1.) Captain Forever. Man, this game is fun. And surprisingly strategic. And glowy, too. I only dabbled in the free-to-play version, spending a handful of hours in boring lectures searching for increasingly-purple chunks to add to my misshapen block of neon death.

2.) Osmos. It helps that I love ambient music, but the gameplay is really the centerpiece. I only managed to finish a few levels (even though I bought the full version), but the drastic change in perspective that occurs in the course of a single game--from tiny, hunted microbe to massive, devouring super-microbe--really left an impression. Osmos teaches patience and encourages a pace of play that's often rewarded in other games, but rarely asked for so explicitly.

3.) Knytt. It helps that I see echoes of Knytt in nearly every side-scrolling cave exploration browser-based game since its release, but I'm often reminded of the long periods Knytt spends exploring the barren tunnels of a foreign planet. Mood is Knytt's greatest strength.

4.) Ultima Underworld. I never owned this game. An unfortunate friend whose father worked in IT (and had a grossly overpowered home PC in the mid 90s) was, instead, the victim of a constant barrage of sleepover requests. I'd been a Choose Your Own Adventure nerd for years, but Ultima Underworld was the first game to convince me that I could get the same caliber of interactive, fictional worlds from the computer.
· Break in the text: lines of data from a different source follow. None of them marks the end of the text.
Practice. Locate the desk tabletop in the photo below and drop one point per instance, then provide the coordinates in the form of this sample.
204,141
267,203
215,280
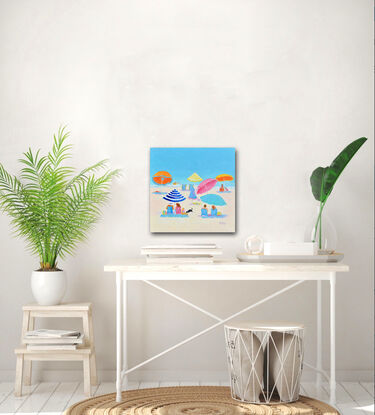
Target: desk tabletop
222,265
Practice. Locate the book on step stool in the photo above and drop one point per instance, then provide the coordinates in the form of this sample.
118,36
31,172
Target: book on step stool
52,333
54,340
51,347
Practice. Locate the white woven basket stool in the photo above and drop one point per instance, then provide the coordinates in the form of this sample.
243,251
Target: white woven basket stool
265,361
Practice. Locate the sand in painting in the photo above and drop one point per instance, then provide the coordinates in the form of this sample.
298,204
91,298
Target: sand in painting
194,222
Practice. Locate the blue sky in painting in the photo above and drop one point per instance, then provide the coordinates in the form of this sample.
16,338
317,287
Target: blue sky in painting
182,162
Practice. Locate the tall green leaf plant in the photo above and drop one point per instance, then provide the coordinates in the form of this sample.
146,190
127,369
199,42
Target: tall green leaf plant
323,179
49,205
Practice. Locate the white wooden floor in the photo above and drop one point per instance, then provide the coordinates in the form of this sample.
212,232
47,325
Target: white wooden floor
353,398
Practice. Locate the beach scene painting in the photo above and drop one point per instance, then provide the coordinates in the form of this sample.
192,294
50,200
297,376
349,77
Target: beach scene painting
192,189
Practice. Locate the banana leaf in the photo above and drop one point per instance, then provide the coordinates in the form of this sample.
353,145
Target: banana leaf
323,179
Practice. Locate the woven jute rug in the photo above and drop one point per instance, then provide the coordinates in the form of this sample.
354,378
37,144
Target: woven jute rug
190,400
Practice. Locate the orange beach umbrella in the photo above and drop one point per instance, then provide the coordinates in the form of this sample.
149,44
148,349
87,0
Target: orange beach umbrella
162,177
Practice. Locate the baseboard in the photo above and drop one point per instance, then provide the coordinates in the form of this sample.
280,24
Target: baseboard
171,375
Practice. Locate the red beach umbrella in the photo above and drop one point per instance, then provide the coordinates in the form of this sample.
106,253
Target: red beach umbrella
206,185
162,177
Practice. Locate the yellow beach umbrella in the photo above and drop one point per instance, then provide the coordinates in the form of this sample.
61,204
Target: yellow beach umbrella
195,178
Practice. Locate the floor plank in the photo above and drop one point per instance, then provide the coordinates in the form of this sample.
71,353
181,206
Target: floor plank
146,385
344,402
38,398
52,398
313,391
358,392
6,388
189,383
78,395
11,404
168,384
62,394
208,383
105,387
133,385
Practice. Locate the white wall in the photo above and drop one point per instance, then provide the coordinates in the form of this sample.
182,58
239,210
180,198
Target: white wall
288,83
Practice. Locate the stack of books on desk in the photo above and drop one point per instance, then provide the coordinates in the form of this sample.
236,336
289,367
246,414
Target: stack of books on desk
186,253
44,339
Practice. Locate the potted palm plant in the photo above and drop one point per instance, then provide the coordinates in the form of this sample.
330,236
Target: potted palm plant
322,181
53,209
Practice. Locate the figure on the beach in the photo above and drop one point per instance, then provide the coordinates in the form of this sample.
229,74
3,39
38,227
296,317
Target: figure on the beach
192,194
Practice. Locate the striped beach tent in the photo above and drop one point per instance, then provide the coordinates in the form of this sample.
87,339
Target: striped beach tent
174,196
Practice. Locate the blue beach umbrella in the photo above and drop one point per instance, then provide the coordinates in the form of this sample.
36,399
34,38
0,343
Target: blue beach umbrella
213,200
174,196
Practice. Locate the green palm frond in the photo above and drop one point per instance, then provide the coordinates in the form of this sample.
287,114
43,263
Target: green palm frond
49,206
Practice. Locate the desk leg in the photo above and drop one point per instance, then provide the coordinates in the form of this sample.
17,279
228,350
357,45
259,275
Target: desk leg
319,364
333,339
118,334
125,329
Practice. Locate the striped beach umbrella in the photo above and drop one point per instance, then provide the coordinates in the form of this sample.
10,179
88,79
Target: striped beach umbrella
174,196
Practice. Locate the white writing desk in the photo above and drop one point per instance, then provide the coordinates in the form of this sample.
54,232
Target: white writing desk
138,270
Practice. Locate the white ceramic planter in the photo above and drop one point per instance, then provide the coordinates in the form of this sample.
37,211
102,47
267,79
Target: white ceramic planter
48,287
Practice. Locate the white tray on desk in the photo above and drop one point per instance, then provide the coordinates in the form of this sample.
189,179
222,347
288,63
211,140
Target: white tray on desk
244,257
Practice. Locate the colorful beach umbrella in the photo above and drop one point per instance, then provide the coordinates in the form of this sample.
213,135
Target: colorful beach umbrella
162,177
213,200
195,178
206,185
224,178
174,196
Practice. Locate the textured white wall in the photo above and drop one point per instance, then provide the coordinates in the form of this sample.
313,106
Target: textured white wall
288,83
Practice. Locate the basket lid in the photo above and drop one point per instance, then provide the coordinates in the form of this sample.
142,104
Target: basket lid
265,325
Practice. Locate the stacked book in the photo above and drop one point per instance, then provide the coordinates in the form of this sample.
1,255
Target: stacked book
45,339
186,253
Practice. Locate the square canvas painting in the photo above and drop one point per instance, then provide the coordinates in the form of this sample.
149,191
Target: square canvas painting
192,189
5.) Bionic Commando. I rented the game twice from the local video store, but I was so confused by the process for obtaining an item necessary to move beyond the second level that I never progressed far. Instead, I spent all of my time grappling around the first two levels, finding creative ways to kill the endless grunts and just enjoying the feeling of freedom that came with the grappling mechanic. It's since been imitated and improved on in several open world games, but that first grapple is still my most memorable.